Agora pensemos em outra investigação; uma que coletasse esses diversos testemunhos da passagem de um ser maior, que reconhecesse a autonomia de cada um dos desenhos ou pinturas e os agrupasse como a manifestação total do acontecimento plástico em que resultaram as diversas manifestações da materialização desse ente cuja existência parece continuar além da obra. Temos agora um legítimo uso da palavra comunidade: os indivíduos – desenhos ou pinturas – reunidos têm de fato uma unidade comum, coisa rara de se encontrar nos grupos a que se refere o uso bastardo da palavra vulgarizado no cotidiano, e todos são diferentes, nenhum é igual a outro. Temos, então, a potência a que foi elevado o conjunto dos indivíduos que se manifesta no grande painel. Essa é a pintura, por favor, não falemos mais de desenhos.

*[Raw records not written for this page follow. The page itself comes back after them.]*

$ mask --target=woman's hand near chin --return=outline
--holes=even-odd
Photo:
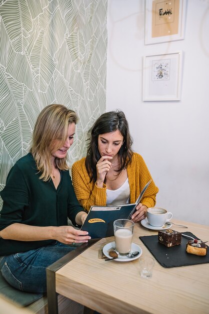
[[[112,168],[112,164],[109,160],[112,159],[112,157],[109,156],[103,156],[97,162],[97,181],[96,184],[98,188],[102,188],[105,176],[107,173]]]

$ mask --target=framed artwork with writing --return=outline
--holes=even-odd
[[[142,100],[180,99],[182,52],[143,57]]]
[[[183,39],[186,0],[146,0],[145,45]]]

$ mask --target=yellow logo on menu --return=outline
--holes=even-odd
[[[89,219],[88,221],[88,222],[89,222],[90,224],[93,224],[95,222],[105,222],[103,219],[100,219],[100,218],[93,218],[93,219]]]

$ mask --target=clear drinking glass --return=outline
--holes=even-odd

Em termos históricos não deixa de ser um modo, consciente ou inconsciente, pouco importa, de materializar quase cem anos depois uma investigação cubista ajustada, não apenas à experiência acumulada, como a uma nova sensibilidade gerada pelos conflitos contemporâneos. Vejam que Germana Monte-Mór revira pelo avesso, não o objeto do cubismo, mas sua questão. É claro que a artista não está mais à procura de nenhuma verdade planar, ou de desconstrução da ilusão de profundidade da perspectiva geométrica, tarefa que consumiu as obras magistrais de artistas que, de Cézanne, Picasso e Braque, chegaram até o Expressionismo Abstrato. Não temos o espaço vazio, a extensão ideal sem limites, continente das coisas no mundo e o dilema de sua representação, nem mesmo aquele da vertente construtiva, na qual a espacia-lidade é inventada pela justaposição ou superposição de planos e a tensão das relações cromáticas, a espacialidade gerada pela extinção do ponto de fuga.

Aqui, no painel, como cada elemento age com força própria e autônoma, cada um tem seu próprio vetor – um eixo que aponta para uma direção e ao mesmo tempo reage com igual intensidade para o interior de cada unidade. A espacialidade do painel não é gerada pela desconstrução da perspectiva, mas pela invenção dessas forças autônomas, todas divergentes entre si e ao mesmo tempo solidárias, que nos obrigam a diversas tomadas de posição. Essas múltiplas direções, cujo conflito é apenas limitado pela unidade plástica, têm a ver com a pintura maior que passou e nunca se realizou completamente. Sua força encontra-se tanto no que está presente, quanto no que falta. Caso se entregasse numa falsa integridade, coerente e coesa, a pintura desmentiria a sua verdade. Não há mais fragmentos no mundo já desiludido. Há, sim, a emergência das unidades discretamente poderosas que, reunidas, afirmam uma totalidade contraditória e simultaneamente coesa.